Насчет самого старого города Средней Азии Вася мог бы поспорить[25], но показать, что он послушный слушатель и все-таки мальчик, только немного разбирающийся в электричестве, которому научил его папа, большой знаток радио и детекторных приемников, как на ходу придумал Вася, непонятно только с чьей помощью, стоило именно сейчас. Ведь в Средней Азии уважение к старшим воспитывается с молоком матери, а если не получается, то с помощью сильных подзатыльников и даже камчи[26]. И так, Блатной, уже поглядывал на Васю с подозрением.

— О происхождении Хивы и её названия существует множество народных сказаний. Одно из них приписывает основание города сыну библейского Ноя — Симу. Старые люди рассказывают, что после всемирного потопа Сим, бродивший однажды по пустыне, заснул. И во сне увидел во сне триста горящих факелов. Проснувшись, Сим, обрадованный этим предзнаменованием, основал город с очертаниями в виде корабля, согласно расположению приснившихся ему факелов.

Затем Сим выкопал колодец «Хейвак», вода из которого имела удивительный вкус и обладала целебными свойствами. В Ичан-Кале, так называется внутренний город Хивы, и сегодня можно увидеть этот колодец.

Хива — один из самых отдалённых уцелевших городов Великого шёлкового пути в Центральной Азии. Из Хивы вели дороги в Монголию, а через половецкие степи — в Саксин, торговый город в устье Волги, и далее — в русские княжества и Европу.

Главным предметом торговли на караванных путях был шелк, очень высоко ценимый во всем мире.

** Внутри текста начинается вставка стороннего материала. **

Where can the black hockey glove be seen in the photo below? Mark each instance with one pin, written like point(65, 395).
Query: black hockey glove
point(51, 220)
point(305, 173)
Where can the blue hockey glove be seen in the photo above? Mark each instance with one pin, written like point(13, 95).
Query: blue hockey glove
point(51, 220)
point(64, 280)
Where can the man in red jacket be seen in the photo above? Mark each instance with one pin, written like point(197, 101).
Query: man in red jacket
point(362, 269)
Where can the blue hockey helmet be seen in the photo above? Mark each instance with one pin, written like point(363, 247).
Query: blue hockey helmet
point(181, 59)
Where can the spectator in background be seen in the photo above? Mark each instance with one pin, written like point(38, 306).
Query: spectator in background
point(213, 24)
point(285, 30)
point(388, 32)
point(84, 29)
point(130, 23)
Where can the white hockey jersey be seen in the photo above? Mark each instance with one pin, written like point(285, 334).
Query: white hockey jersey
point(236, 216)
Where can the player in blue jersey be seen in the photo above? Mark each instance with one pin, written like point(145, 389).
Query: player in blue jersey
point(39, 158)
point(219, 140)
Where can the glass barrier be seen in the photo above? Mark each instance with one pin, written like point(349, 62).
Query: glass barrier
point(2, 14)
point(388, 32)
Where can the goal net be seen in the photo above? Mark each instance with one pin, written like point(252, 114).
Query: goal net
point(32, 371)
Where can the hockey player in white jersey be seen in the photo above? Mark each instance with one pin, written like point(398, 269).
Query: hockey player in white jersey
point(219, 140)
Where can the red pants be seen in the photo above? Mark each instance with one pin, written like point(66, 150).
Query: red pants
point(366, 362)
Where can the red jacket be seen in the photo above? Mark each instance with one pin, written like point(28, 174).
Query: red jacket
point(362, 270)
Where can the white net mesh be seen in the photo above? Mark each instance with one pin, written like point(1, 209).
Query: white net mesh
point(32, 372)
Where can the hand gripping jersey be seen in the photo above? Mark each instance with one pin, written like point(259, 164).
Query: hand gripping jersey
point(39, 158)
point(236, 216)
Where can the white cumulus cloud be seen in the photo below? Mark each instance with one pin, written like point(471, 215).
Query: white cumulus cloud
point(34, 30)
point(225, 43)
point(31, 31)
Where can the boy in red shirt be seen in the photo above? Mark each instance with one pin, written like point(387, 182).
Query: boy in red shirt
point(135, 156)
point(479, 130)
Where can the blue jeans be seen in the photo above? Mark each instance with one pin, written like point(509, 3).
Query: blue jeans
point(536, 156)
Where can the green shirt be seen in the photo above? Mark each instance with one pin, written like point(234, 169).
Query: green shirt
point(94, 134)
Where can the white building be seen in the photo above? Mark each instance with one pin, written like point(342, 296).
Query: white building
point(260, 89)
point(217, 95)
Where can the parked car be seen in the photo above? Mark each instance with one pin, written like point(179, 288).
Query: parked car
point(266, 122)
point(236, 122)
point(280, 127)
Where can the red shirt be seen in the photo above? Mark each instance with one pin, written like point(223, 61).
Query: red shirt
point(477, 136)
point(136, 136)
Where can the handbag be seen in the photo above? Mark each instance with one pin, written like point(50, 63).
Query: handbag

Вот бы попасть в то время! Я бы жил, как шах! С моими знаниями о сегодняшнем мире! — мечтательно заявил Блатной, вынимая из тумбочки высокую коричневую глиняную кружку.

— Давай в ней попробуем вскипятить чай! — предложил Вася, обнаружив, что кружка практически доверху полна водой.

— И сделаем чифир! — моментально отозвался Блатной, ставя кружку на тумбочку и предварительно хлебнув из нее глоток воды.

— Вы продолжайте рассказывать, пожалуйста, а я пока попробую вскипятить воду! Вас очень интересно слушать! — льстиво заявил Вася, осторожно опуская кипятильник в воду кружки.


Глоссарий к третьей главе

Кумга́н [23] (тюркск.) — узкогорлый сосуд, кувшин для воды с носиком, ручкой и крышкой, применявшийся в Азии в основном для умывания и мытья рук, исходя из традиции отправления естественных потребностей на исламском востоке. Кумганы изготавливались из глины или из металла (латуни, серебра)..Катран[24] — помещение для азартных игр. Заядлый картежник из числа торговых работников.

[25] — одним из древнейших городов Средней Азии и Мира, считается древний Мерв, возраст которого датируется четвертым тысячелетием до нашей эры. По крайней мере, так рассказывал автору экскурсовод в Мары. Камча[26] — короткая плетка из толстой кожи, часто с вплетенной пулей на конце

Глава четвертая

Бойся соседей даже воду приносящих


— Если мы пойдём по нашему прекрасному городу, то увидим множество красивых зданий, с совершенно различным, как по исполнению, так и по замыслу архитектурным обликом.

В Хиве очень много мечетей, гробниц великих людей и минаретов нашей земли.

Справа по ходу движения к Медресе Мухамеда Амин Хана стоит минарет Кальтар, а слева Кунья Арк. Дворец и смотровая башня — источники бесконечного восхищения, расположены на его территории! — продолжал распинаться Блатной, закрыв глаза от наслаждения собственным красноречием.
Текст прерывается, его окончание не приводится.